MORE needs to be done to improve the initial response of staff in Argyll and Bute to children who may be in need of protection, according to a new inspection report.
The Care Inspectorate of Social Care and Social Work Improvement Scotland has published its findings this week following an inspection in June of services to protect children in the Argyll and Bute area.
The report evaluated four quality indicators and found three to be ‘good’ – these being ‘children are listened to and respected’, ‘children are helped to keep safe’ and ‘meeting needs and reducing long term harm’ – while one, ‘response to immediate concerns’, was deemed to be ‘weak’.
Inspectors also evaluated two aspects of the work within the local authority area, and found both ‘self-evaluation’ and ‘improvements in performance’ to be satisfactory.
The report states that “overall, staff identify vulnerable children and families at an early stage and provide a range of effective supports to prevent difficulties or stop problems getting worse.”

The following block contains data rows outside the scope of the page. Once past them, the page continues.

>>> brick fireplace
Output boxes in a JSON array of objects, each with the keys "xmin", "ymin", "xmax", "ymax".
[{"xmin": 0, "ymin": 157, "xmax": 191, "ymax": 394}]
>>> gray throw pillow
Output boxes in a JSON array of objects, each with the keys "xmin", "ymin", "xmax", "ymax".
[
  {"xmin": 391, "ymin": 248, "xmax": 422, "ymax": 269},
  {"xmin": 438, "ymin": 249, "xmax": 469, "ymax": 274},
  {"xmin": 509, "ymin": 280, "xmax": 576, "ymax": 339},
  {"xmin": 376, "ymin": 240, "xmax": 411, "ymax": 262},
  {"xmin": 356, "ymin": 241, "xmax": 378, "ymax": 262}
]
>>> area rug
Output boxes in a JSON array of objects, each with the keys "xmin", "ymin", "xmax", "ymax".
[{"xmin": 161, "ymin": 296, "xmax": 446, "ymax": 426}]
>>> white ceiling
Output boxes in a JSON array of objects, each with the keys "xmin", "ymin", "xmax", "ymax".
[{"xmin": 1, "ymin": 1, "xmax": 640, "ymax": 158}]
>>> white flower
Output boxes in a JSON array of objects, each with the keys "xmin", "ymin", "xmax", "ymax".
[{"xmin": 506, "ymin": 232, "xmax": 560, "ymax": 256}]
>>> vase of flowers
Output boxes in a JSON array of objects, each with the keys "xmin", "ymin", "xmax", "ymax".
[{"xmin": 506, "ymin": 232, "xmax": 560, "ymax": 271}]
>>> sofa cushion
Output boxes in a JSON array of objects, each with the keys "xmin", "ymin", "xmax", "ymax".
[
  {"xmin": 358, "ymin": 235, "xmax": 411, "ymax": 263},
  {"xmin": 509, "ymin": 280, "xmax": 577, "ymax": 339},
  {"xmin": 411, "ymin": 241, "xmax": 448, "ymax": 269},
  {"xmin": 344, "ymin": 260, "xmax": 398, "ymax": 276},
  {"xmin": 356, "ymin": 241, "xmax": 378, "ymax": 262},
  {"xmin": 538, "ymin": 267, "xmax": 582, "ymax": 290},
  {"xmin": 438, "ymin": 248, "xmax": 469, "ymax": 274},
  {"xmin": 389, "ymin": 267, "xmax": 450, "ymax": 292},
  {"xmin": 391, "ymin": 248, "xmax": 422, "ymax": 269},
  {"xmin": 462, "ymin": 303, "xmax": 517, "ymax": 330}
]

The report found that families may not always receive the type of help most appropriate to their needs, and recommended that managers should look at ways of providing support to the most vulnerable families during evenings and weekends.
Staff were praised for recognising and reporting child protection concerns without delay, although inspectors found that a few staff members were reluctant to share concerns.
They also found there was scope for social workers, police and health professionals to share more information, and discovered that “information is not always gathered from all available sources to build up a complete picture of a child’s circumstances”.
A press release from Argyll and Bute Council stated that “partners are actively working to address” the weakness in initial responses to child protection issues.
The authority’s spokesperson for social affairs, Councillor Andrew Nisbet, said that work had already begun to address the issues raised in the report.
“While most of what the report had to say was very positive, parts of it highlight areas in which work remains to be done, and we are addressing those as a matter of urgency,” he commented.
“The report highlights a number of process weaknesses where opportunities to improve information sharing exist, and we have already implemented steps to address and overcome these.
“We are acutely aware that there is no room for complacency in the child protection arena, and we will continue to strive towards improving every aspect of the services which we and our partners provide to protect children and young people in Argyll and Bute.”
A follow-up inspection will be carried out within the next 12 months and will be followed by a report on the progress made.